Since I experienced an ectopic pregnancy in 1988, Mother’s Day had become difficult for me. People wished me a “Happy Mother’s Day” without realizing the heartache it caused. Two years ago I’d become upset because Mother’s Day was celebrated for three days beginning on Friday. Store clerks and everyone else I came in contact with greeted me with wishes for a happy day on Sunday. I even received an email from a regional UMC church official reminding me not to forget the day. I hit the roof! Was she serious? How could anyone forget Mother’s Day? I was bombarded with it for three days. I really didn’t appreciate being reminded of my loss and tried to take it in stride, but it did get to me. I knew I couldn’t possibly be alone in this sentiment. Other ladies have suffered similar loss, and some have never even been able to conceive. As the holiday approached last year, I truly dreaded it. My own mother passed in 2000 so from that point on I tried to ignore the date. I even dreaded going to church that day after having been give a rose, which set off an uncontrollable crying jag that was so bad I had to exit the sanctuary in 2001. I prayed for the good Lord to shield me last year, and He did.
On Friday of Mother’s Day weekend 2014, I ran errands and was amazed that no one mentioned the holiday. How truly blessed I was or so I thought. Then early Sunday morning as I sat reading my emails, I heard my cell phone ringing. I thought it might be church business, but in checking the caller ID, I saw it was from North Carolina and assumed it concerned our summer home. Instead I was greeted by a very special voice. Dr. Sam, a young man whom Jim and I befriended during his college years, was the caller. My happiness soared as we chatted. He’d begun calling me his second mom in 2005, and for me, that was a gift beyond compare. I have never known a more thoughtful, compassionate person. We first met because his father, an ordained A.M.E. minister, was the janitor at the elementary school at which I taught. My first husband and I had invited his family to fish in our pond, and we all became friends. When my first husband became ill with what was finally diagnosed as esophageal cancer, Sam made it a point to stop by and visit with him. This visit was not convenient in that it added distance and time to his return trip to college, but Sam cared enough to do it. When my husband passed away, Sam and his dad came by the house the first evening and offered their condolences. It meant so much to know they cared.

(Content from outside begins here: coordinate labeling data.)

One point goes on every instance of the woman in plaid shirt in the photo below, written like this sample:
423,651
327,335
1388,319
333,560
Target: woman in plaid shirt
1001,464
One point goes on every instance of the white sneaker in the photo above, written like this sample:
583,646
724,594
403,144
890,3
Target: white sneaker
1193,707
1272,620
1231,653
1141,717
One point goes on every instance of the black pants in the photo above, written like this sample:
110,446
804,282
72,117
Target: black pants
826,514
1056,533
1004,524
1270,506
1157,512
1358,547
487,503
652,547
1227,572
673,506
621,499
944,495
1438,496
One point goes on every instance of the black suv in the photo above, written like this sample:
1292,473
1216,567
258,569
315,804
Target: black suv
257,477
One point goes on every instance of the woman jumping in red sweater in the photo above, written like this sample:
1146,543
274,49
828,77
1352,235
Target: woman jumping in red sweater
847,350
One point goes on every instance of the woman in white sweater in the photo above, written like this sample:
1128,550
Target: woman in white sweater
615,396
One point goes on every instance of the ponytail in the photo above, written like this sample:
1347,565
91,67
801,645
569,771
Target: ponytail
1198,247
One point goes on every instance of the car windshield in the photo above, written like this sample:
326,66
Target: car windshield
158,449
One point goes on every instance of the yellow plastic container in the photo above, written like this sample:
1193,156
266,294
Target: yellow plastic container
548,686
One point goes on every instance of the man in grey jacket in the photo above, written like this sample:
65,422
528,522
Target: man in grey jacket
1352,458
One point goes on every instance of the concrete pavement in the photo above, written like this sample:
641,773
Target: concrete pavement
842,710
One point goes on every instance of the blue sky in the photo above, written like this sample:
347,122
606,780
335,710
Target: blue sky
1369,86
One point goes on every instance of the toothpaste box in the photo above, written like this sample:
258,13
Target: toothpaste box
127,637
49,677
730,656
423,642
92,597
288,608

When Jim and I married, I introduced him to Sam’s entire family. Jim took a special liking to Sam, but who wouldn’t? His smile could light the world and his Christian upbringing is so evident in his love for others. We were invited to his graduation from State and kept apprised of his desire to attend medical school. He was accepted by Wake Forest, and we were blessed to attend his graduation there in 2005. Now he is a full-fledged doctor in the field of orthopedics and hopeful of being able to help Jim with his ailments. That’s our Sam!
As we chatted last year, I was overcome with joy not just happiness! Sam’s sweet wishes for my day were accepted with delight. I thanked God for bringing him into our lives and went outside. Within minutes the Lord blessed me with another one of His creations. I’d gotten a Mexican hydrangea from our garden club the previous year and was pleased to see that it had made it through the icy winter. I’d been told they were quite prolific and had wondered if it would do well in our sandy soil. Much to my delight, I found a new shoot about three feet from the parent plant. What a treasure and gift from God too!
The healing that began last year has continued, and I look forward to Mother’s Day this year. I/we are part of a wonderful church family, and I know I will enjoy worshiping in their presence no matter what happens on Sunday this year. Oh, greetings for Mother’s Day began a week in advance this year! Praise God, I wasn’t annoyed and now look forward to the day. God is so good all the time! Yes, all the time God is so good!